With LGBTQ+ rights legislatively under fire across the country between Florida's "Don't Say Gay" bill and Texas' attempts to deny trans kids healthcare and ban minors from Drag Shows, it's an especially relevant time to remind ourselves of the unique beauty of queer love. Both a comfort in trying times and a reminder of what we fight to protect, expressions of intimacy and love among queer folk are to be treasured, celebrated and preserved for future generations to come.
Having photographed the likes of Barack Obama, Meryl Streep, Jim Carrey and more, Los Angeles-based photographer Ryan Pfluger is turning his lens on the subject of queer love for his new book Holding Space: Life and Love Through a Queer Lens. Featuring more than 70 portraits and personal essays Pfluger gathered as he traveled across the United States, the book presents a tender slice-of-life look into the lives of queer interracial couples as they navigate the various trials and tribulations of their relationships.
Looking to put the power back in the hands of the couples he captured, Pfluger looked to make the monograph a true collaboration, with each portrait being accompanied by a personal essay from the couple recounting memories, experiences and wisdom learned throughout the course of their respective relationships. With a forward from celebrated director Janizca Bravo and contributions from the likes of Elliot Page, Bowen Yang, Ryan O’Connell and Jamie Lee Curtis, Holding Space serves as a heartwarming testament to the rich tapestry that is contemporary queer Americana.
PAPER caught up with Ryan Pfluger to talk about his new book, working with couples to tell their stories and the unquantifiable nature of queer love.
What made you want to focus on capturing love and the LGBTQ+ community for this book?
I’ve been photographing my community for the better part of two decades now. How and who we love historically has been politicized with aggressive legislation, the importance of its visibility debated in the culture, and often part of narratives that aren’t coming from a lived-in queer perspective. As an artist, I needed to create a space for these stories and visuals to be controlled by queer people, while also being largely accessible.
How did you go about finding subjects for the book?
First I just wanted to say on my end I considered everyone in this book a collaborator and not a subject. It may seem like a simple word switch, but it very much changes the context of how you look at this work. Except for about 15 couples in the book who were either within my immediate circle or with whom I had online connections, all the couples directly reached out to me through social media.
What sets queer love apart for you?
I come from a generation that didn’t have easy access to the internet during its formative years, so for a long time, I didn’t have the answer to that. The reason being, I didn’t have many examples of what queer love even looked like, let alone people I could talk about it with. Queer people have to learn how to love themselves in a world that often discriminates and diminishes them. This leads to a much more complex and nuanced way of seeing not only ourselves but the people we choose to love. Straight people can learn a lot from us if they take the time to listen.

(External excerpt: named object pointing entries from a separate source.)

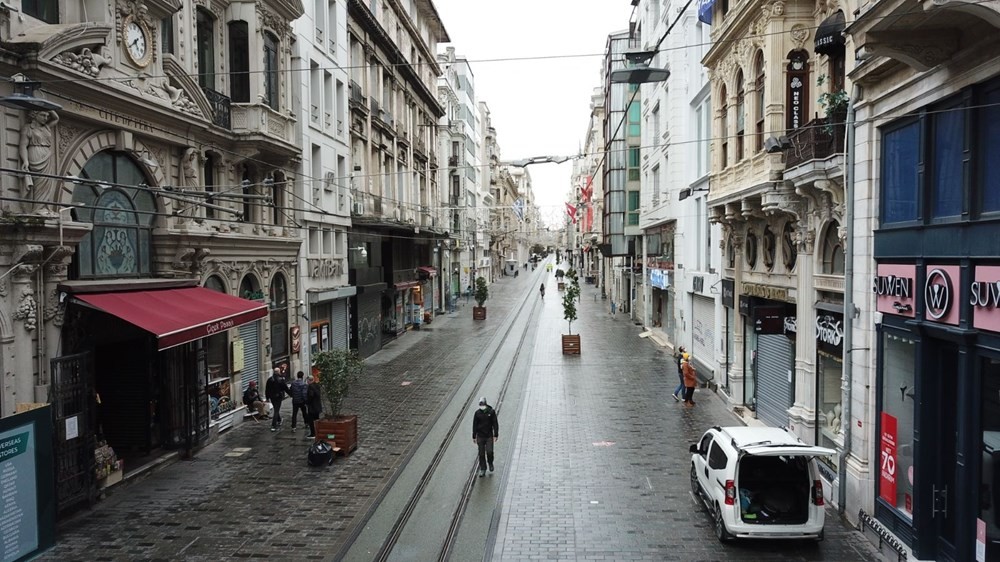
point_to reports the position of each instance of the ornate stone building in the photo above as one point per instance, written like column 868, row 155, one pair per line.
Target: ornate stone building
column 777, row 72
column 148, row 247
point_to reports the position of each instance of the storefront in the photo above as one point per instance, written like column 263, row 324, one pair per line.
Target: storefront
column 769, row 351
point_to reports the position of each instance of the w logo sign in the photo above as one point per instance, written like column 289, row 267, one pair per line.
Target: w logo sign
column 937, row 294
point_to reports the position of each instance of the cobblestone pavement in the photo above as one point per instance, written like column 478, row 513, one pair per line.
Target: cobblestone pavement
column 596, row 428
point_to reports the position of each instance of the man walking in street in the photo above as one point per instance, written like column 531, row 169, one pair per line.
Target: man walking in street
column 275, row 391
column 298, row 392
column 485, row 430
column 678, row 392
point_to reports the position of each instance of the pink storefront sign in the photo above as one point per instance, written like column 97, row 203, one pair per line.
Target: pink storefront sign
column 985, row 298
column 895, row 289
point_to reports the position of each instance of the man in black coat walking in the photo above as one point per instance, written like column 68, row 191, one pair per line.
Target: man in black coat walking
column 485, row 431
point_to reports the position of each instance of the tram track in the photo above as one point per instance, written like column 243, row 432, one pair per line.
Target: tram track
column 404, row 518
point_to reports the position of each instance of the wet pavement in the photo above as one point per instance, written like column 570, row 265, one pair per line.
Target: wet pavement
column 595, row 459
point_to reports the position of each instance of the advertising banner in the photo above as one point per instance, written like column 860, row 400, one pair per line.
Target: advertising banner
column 887, row 471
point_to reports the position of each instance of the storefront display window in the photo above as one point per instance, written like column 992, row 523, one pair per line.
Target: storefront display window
column 895, row 443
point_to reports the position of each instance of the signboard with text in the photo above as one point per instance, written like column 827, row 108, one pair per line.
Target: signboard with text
column 27, row 523
column 887, row 459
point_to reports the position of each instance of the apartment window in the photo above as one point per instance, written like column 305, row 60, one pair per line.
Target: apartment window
column 45, row 10
column 759, row 95
column 239, row 62
column 206, row 49
column 900, row 161
column 947, row 161
column 989, row 142
column 740, row 115
column 724, row 126
column 271, row 70
column 167, row 34
column 633, row 208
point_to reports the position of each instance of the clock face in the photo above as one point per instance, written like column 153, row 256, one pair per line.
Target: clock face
column 137, row 43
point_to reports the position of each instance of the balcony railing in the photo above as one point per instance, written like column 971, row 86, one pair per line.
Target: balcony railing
column 220, row 108
column 816, row 140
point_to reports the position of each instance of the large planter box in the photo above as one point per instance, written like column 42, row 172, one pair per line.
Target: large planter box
column 571, row 344
column 341, row 431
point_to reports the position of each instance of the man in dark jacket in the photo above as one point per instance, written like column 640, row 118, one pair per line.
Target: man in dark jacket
column 314, row 405
column 275, row 391
column 298, row 392
column 485, row 431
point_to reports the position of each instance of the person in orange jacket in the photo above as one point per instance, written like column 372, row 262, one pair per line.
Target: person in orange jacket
column 690, row 379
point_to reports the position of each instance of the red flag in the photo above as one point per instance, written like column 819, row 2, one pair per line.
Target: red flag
column 571, row 211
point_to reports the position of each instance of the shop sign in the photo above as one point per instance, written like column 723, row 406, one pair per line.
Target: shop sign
column 985, row 298
column 830, row 332
column 887, row 470
column 893, row 288
column 728, row 293
column 940, row 296
column 765, row 292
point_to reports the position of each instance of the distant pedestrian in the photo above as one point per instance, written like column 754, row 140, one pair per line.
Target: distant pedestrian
column 275, row 391
column 298, row 392
column 678, row 357
column 690, row 379
column 314, row 405
column 253, row 401
column 485, row 430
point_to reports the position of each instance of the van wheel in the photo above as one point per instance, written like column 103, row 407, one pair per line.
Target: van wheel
column 721, row 532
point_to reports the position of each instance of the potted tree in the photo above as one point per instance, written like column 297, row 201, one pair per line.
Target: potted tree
column 571, row 341
column 482, row 292
column 336, row 370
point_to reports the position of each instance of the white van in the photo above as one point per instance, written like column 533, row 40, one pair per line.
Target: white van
column 759, row 482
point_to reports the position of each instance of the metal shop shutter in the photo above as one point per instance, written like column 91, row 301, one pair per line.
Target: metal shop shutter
column 251, row 361
column 339, row 326
column 703, row 333
column 775, row 354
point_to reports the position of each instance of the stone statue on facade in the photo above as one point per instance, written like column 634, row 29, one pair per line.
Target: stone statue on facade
column 35, row 151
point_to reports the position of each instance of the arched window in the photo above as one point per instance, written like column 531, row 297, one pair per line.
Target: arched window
column 833, row 251
column 271, row 69
column 120, row 244
column 724, row 126
column 761, row 105
column 215, row 283
column 751, row 250
column 740, row 115
column 279, row 317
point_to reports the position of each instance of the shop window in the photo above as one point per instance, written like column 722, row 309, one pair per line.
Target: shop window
column 751, row 250
column 947, row 162
column 895, row 444
column 239, row 61
column 833, row 251
column 989, row 492
column 120, row 244
column 206, row 49
column 989, row 147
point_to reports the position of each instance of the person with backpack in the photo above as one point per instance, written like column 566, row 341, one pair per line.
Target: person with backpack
column 298, row 392
column 275, row 391
column 485, row 430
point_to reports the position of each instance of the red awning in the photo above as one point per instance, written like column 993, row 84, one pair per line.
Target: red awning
column 178, row 316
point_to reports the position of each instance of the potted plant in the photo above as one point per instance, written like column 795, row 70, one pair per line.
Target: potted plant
column 482, row 292
column 336, row 370
column 571, row 342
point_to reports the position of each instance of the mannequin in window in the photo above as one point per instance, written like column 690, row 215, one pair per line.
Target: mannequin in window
column 35, row 151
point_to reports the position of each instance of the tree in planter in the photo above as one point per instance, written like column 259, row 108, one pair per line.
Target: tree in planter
column 482, row 291
column 570, row 296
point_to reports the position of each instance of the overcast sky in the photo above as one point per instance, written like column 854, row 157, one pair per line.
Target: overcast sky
column 538, row 107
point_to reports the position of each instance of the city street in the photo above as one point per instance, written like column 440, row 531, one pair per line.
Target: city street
column 592, row 459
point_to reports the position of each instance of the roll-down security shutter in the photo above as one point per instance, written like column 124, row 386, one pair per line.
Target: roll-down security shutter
column 775, row 354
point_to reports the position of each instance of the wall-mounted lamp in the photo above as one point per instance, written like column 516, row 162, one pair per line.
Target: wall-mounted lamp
column 24, row 96
column 774, row 145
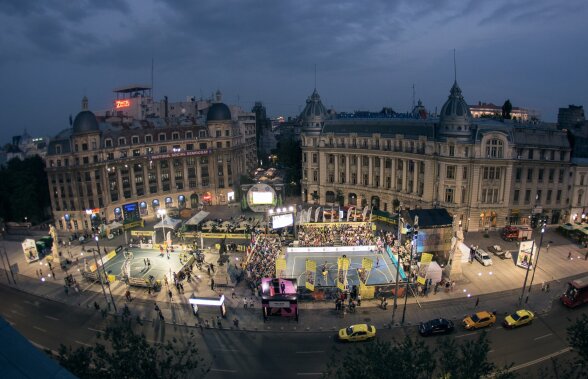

What were some of the most surprising moments for you along the way?
I think the most surprising was the couples who broke up and decided to still be a part of this work and conversation. There was a real willingness to share some deeply personal insights into the breakdown or evolution of relationships that are so inherently queer and I’m really grateful I was able to include them.
What were some of the most challenging?
Allowing people to step away at any time from being a part of this book, no matter how far along we were in the process. I didn’t want anyone to feel stuck, especially if their relationships changed after I photographed them. Alongside that, the textual component of the book, which became integral to the work, was a much longer process than I took into account. Coordinating with two hundred people and allowing them to keep control of their narrative as well as exactly what they decided to share required a lot of patience and understanding on my part. I’m used to deadlines and quick turnarounds working as a photographer editorially, but that isn’t the norm for a lot of people.
What did you learn about queer love in the process of making this series?
Queer love isn’t quantifiable, just like gender and sexuality. There isn’t a cultural standard or framework for what it looks like and how it’s enacted. At the same time, there shouldn’t be one, and that’s what makes it so beautiful. I hope that queer people who read and take in this book get a semblance of comfort knowing that how you love and who you love is built by your own design; that despite any trauma or discrimination there are fellow queers who are navigating similar feelings and relationships.
What do you hope people take away from the from book?
My biggest goal was to slow people down so they can look at how they connect with people. To not look at queer people or any marginalized group like a monolith, to not make assumptions, and to take the time to listen. Because this book touches on so many topics from race and religion to familial trauma and class, I hope people outside the queer community take away just as much from this book.